In-universe examples

  • If the Emperor Had a Text-to-Speech Device has quite a bit of fun with some of the most infamous Warhammer 40,000 examples:
    • The Ultramarines are "The GREATEST of them ALL!" as the 5th Codex tended to portray them, with outright impossible feats under their belts and a massive chain of victories that never seems to end. They are also hilariously obnoxious, generally acting like ultra-goofy paladins ripped straight out of a high fantasy parody with an impossibly inflated opinion of themselves and their entire chapter. All of this is epitomized in the shrill-voiced Glory Hound that is Cato Sicarius, who won't stop at anything to get himself more glory and inherit the Chapter, and who is obsessed with himself and telling everyone what he'd do in a given situation. Only Uriel Ventris and Marneus Calgar have noticed all of this, and the latter utterly despises it because the combination of obnoxious underlings and zero difficulty in doing anything (he personally punched out a massive Eldar Titan on-screen like a man would swat a fly) is driving him nuts. Particularly because, if the various hints are correct, he's the one to blame for it all.
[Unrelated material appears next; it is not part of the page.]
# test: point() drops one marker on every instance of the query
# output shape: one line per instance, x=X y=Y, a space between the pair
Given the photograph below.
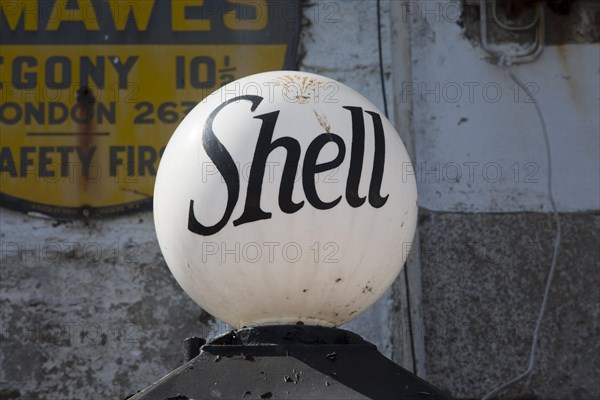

    • Kaldor Draigo is just as Sue-ish as the base material, at least in terms of skill. He can trash entire armies of daemons all by himself, and literally punches out a Daemon Primarch gone One-Winged Angel in a millisecond or so. However, this is justified by way of him being entirely convinced he can do all of this and more, and since the Warp runs on belief and has imbued him so thoroughly, he can. And he's so convinced of this all because he has lost his goddamn mind from Warp exposure and isolation. He's less of a brave paladin fighting the perils of the Warp and trouncing them flawlessly every time, and more of a hilariously incoherent Almighty Idiot stuck in Power Armor who thinks he's a brave knight when he isn't just doing weird shit for absolutely no reason.
  • Zhuge Liang in Farce of the Three Kingdoms. The narrator is openly on his side, and has been known to help him in various battles and even give him MacGuffins.
  • Two More Eggs (an animated web series created by the guys who created Homestar Runner) parodies this trope mercilessly in Trauncles. The Lemony Narrator loves Jordy, a Bratty Half-Pint. In "Beans", when the narrator finds out Jordy stole the beans, he pins the blame on Stevens instead, causing Stevens to get arrested by the constable.